Known Claims or Circumstances
A D&O/E&O policy may contain a “known Claims or
circumstances exclusion.” Such an exclusion provides
that the insurer “shall not be liable to pay any Loss in
connection with any Claim based upon, directly or
indirectly arising out of, or in any way involving any
Claim and/or circumstances which could give rise to
a Claim, of which any of the Insureds has actual or
constructive knowledge prior to the beginning of the
Policy Period.” Based on this exclusion, an insurer
might seek to deny coverage on the ground that there
was knowledge of the circumstances of the claims prior
to the inception of the D&O/E&O policy.
Severability
A financial institution will also want to determine if
the policy contains a “severability” provision in the
exclusions section of the policy. Such a provision
protects innocent insureds and establishes that, for
purposes of determining whether an exclusion applies,
the Wrongful Act of one insured is not imputed to
other insureds. Many D&O/E&O policies contain
severability for the fraudulent/criminal acts and
personal profit exclusions discussed above. Thus,
even if an insurer could show illicit profit or fraud by
one insured, it could not deny coverage to the other
insureds on that basis alone.
Misrepresentation
Most D&O/E&O policies provide that statements made
in the insurance application and materials supporting
the application are true and are incorporated into the
D&O/E&O policy, and the D&O/E&O policy is issued
in reliance upon such statements.
In several recent high-profile cases such as Enron and
WorldCom, insurers have tried to rescind policies
as to all potential insureds on the ground that the
policyholder misrepresented critical information during
the application process. Because rescission renders the
policy void from its inception, it is a drastic remedy
and the insurer generally bears a heavy burden to
prevail. As a result of the recent high-profile efforts
by carriers to rescind policies, policyholders have
sought severability provisions expressly applicable
to representations made in connection with the
policy application. These provisions make it clear
that misrepresentations, or omissions, made by one
officer in connection with the policy application will
not operate to void the coverage as to other, innocent
officers or directors covered by the policy’s terms and
conditions.
Insurer Consent
Many D&O/E&O policies state that the insured “shall
not admit liability, consent to any judgment, agree to
any settlement or make any settlement offer without
October 2007 | Insurance Coverage Alert
the Insurer’s prior written consent, such consent not
to be unreasonably withheld.” If an insured fails to
obtain the requisite consent, the insurer may not be
liable for any damages or Loss arising therefrom.
Thus, if a financial institution acts to settle without
first seeking its insurer’s consent, the insurer may deny
coverage. Yet, the D&O/E&O policy also states that
such consent is “not to be unreasonably withheld,”
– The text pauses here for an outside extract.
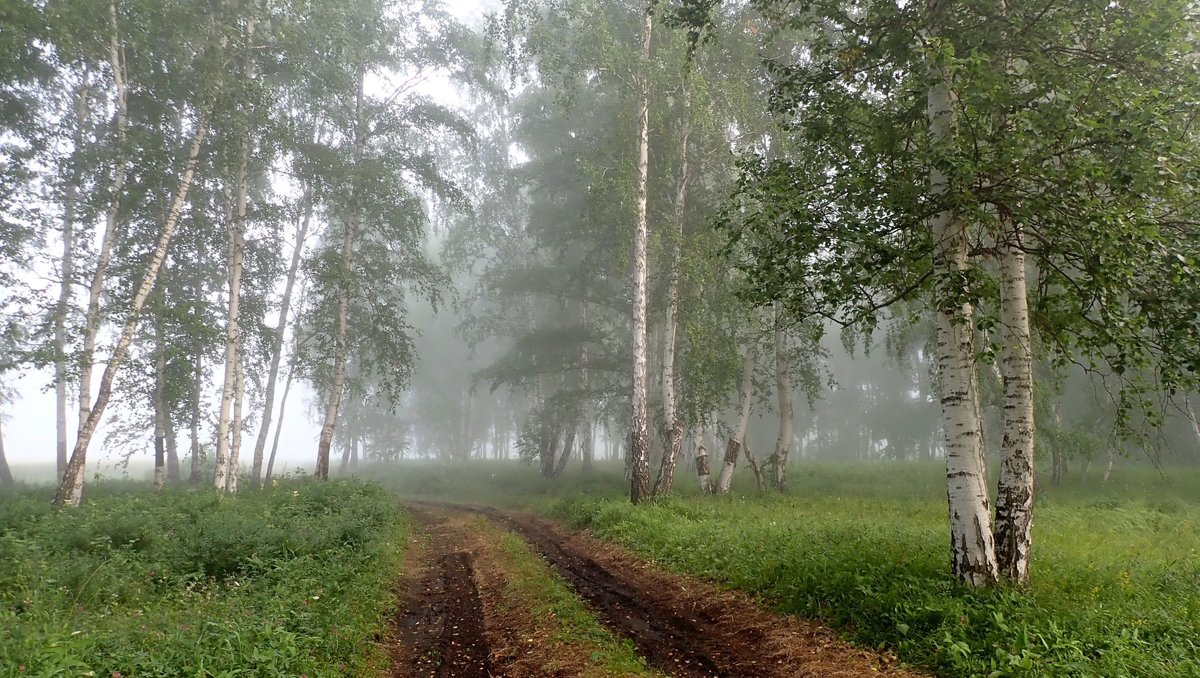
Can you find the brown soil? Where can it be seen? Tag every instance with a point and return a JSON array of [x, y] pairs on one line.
[[441, 630], [681, 625], [685, 627], [513, 641]]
and an insurer may deny consent only if it has a good
reason for doing so.
Similarly, some D&O/E&O policies also require the
insured to obtain the insurer’s consent prior to incurring
“Defense Costs.” Thus, if a financial institution fails
to seek an insurer’s consent to defense costs, or to
the retention of defense counsel in an underlying
action, an insurer may refuse to cover such costs on
the ground that they were incurred in violation of the
policy terms.
Conclusion
This article touches upon some of the insurance
coverage issues financial institutions face as targets
of government investigations by a regulatory agency
or a state Attorney General. Because D&O/E&O
policies vary greatly, financial institution policyholders
will want to review their policies and consult with
experienced insurance counsel to determine whether
the policies afford coverage for the defense of the
investigations and, if necessary, whether settlements
or judgments are potentially covered.